【完結】年の差十五の旦那様Ⅱ~義妹に婚約者を奪われ、冷酷だと言われる辺境伯の元に追いやられましたが、毎日幸せです!~
「しぇ、シェリル……?」

 どうして、このお方は私が少し積極的になっただけで狼狽えるのだろうか。

 そう思いながら私は上目遣いになりながらギルバート様に笑いかける。その瞬間、彼の顔がカーっと赤く染まった。

「少しだけ、甘えさせてくださいませんか……?」

 いつだったか。体調を崩した時にもこれと似たようなお願いをしたような気がする。今は元気だし、魔力の方もそこまで問題ない。……それでも、ほんの少し甘えたい。

「あ、あぁ、それは、構わないが……」

 私の言葉にギルバート様は嫌なお顔一つせずに頷いてくださる。……そのお顔が照れたようになっているのは、気のせいじゃない。

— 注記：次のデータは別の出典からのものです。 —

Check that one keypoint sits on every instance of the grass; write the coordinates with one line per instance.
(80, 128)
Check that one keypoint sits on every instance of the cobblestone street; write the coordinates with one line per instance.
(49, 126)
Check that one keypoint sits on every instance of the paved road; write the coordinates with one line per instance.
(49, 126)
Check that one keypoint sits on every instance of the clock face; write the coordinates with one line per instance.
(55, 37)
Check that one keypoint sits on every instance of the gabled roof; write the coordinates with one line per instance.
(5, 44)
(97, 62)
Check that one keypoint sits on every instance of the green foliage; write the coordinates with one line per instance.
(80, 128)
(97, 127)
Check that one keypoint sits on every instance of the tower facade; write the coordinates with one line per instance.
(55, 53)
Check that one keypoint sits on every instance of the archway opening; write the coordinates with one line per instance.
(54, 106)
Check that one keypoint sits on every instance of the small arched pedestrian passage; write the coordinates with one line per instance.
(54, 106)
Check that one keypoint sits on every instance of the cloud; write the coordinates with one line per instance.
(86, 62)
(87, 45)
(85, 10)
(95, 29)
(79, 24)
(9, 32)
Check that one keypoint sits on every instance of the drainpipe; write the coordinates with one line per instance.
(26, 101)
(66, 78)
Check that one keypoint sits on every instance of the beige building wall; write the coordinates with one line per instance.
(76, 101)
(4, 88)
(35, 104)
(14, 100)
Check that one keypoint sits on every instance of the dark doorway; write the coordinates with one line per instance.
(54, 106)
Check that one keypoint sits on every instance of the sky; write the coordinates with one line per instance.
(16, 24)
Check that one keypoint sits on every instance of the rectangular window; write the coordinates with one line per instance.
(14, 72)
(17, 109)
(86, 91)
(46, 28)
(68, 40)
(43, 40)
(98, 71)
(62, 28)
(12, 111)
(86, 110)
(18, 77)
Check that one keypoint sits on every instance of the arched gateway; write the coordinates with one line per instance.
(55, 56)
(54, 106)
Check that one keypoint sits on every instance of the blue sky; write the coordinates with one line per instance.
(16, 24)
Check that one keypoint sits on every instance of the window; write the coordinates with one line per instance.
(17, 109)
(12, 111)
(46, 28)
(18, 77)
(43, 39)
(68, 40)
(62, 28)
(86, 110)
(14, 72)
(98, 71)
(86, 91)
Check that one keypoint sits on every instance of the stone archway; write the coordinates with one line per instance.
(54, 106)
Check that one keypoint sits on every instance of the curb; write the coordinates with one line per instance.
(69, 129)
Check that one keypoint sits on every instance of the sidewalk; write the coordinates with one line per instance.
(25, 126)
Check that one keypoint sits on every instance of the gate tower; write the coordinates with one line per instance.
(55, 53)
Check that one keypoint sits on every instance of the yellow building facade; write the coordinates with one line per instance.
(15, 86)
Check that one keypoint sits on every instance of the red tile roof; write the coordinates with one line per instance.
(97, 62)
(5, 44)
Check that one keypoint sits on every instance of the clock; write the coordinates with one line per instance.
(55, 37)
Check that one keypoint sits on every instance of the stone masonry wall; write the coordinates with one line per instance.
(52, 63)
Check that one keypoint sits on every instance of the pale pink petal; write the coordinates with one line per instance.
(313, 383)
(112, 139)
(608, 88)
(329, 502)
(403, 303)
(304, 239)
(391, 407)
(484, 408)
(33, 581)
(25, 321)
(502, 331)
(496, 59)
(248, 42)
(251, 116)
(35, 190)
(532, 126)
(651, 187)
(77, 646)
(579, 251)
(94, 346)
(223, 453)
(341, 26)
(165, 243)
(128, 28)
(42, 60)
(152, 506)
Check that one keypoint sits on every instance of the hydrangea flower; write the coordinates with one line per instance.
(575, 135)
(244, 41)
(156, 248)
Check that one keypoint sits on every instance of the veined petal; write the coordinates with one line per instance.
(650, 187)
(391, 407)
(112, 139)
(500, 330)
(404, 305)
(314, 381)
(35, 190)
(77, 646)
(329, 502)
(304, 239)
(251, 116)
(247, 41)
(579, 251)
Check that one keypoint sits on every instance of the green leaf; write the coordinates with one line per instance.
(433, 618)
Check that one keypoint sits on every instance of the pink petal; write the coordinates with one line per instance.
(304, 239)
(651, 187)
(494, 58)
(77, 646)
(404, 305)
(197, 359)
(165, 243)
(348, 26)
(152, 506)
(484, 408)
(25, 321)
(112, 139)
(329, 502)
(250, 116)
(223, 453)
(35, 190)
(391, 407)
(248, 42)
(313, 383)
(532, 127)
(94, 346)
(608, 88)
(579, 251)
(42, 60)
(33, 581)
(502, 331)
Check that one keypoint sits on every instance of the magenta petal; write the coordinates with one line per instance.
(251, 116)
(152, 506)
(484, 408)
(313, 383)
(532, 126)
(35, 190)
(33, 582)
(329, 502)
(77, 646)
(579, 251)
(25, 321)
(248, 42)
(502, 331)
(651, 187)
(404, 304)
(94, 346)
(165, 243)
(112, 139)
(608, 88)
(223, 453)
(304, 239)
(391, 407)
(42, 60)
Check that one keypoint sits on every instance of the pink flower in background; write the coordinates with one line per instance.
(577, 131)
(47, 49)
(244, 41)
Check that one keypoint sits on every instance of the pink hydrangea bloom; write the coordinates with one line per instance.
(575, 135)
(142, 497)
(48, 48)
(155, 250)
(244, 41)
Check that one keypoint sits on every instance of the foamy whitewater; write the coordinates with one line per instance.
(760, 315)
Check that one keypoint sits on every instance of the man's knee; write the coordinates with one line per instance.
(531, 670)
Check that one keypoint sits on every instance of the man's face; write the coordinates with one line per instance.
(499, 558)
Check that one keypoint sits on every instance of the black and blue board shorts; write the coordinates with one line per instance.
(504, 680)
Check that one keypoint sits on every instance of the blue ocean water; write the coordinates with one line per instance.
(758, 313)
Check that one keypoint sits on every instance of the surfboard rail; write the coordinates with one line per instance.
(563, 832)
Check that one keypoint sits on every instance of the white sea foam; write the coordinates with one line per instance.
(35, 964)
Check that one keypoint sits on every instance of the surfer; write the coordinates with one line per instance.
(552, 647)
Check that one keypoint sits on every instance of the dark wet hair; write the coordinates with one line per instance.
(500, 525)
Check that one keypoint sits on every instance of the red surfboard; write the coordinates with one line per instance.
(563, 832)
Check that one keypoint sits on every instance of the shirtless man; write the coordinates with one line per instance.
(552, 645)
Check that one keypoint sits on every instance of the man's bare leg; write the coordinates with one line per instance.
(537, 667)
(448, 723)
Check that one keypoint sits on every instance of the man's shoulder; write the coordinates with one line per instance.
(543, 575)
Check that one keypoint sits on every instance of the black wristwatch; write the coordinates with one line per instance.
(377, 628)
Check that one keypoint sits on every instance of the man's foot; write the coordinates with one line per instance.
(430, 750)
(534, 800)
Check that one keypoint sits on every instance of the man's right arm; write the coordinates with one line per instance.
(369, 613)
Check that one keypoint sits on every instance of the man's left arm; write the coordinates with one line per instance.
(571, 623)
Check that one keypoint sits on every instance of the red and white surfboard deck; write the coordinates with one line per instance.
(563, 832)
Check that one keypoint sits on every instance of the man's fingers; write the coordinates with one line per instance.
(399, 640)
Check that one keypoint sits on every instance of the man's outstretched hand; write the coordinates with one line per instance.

 そのまま私は彼の手に自分の手を重ねて、握りしめる。大きな男の人の手。……なんていうか、胸がきゅんとする。

「シェリル。今日は……その」
「どうしました?」
「随分と、積極的だな……?」

 ……確かに、今日の私はちょっと積極的かもしれない。理由なんて簡単なのだけれど。

(ギルバート様が私のことを愛しているとおっしゃってくださったことが、とても嬉しかったの)

 このお方は口下手だから、愛しているとか大好きとか滅多におっしゃってくださらない。その所為で、私はこの気持ちが一方通行なのではないかと思ってしまっていた。

 決してそんなことはないのだろうけれど、ギルバート様は私が『豊穣の巫女』だからそばに置いている……という可能性も、あったから。

 でも、エヴェラルド様に対して堂々と愛していると言ってくださったことが、とても嬉しくて。私は彼の肩に頭を預けながら、目を瞑る。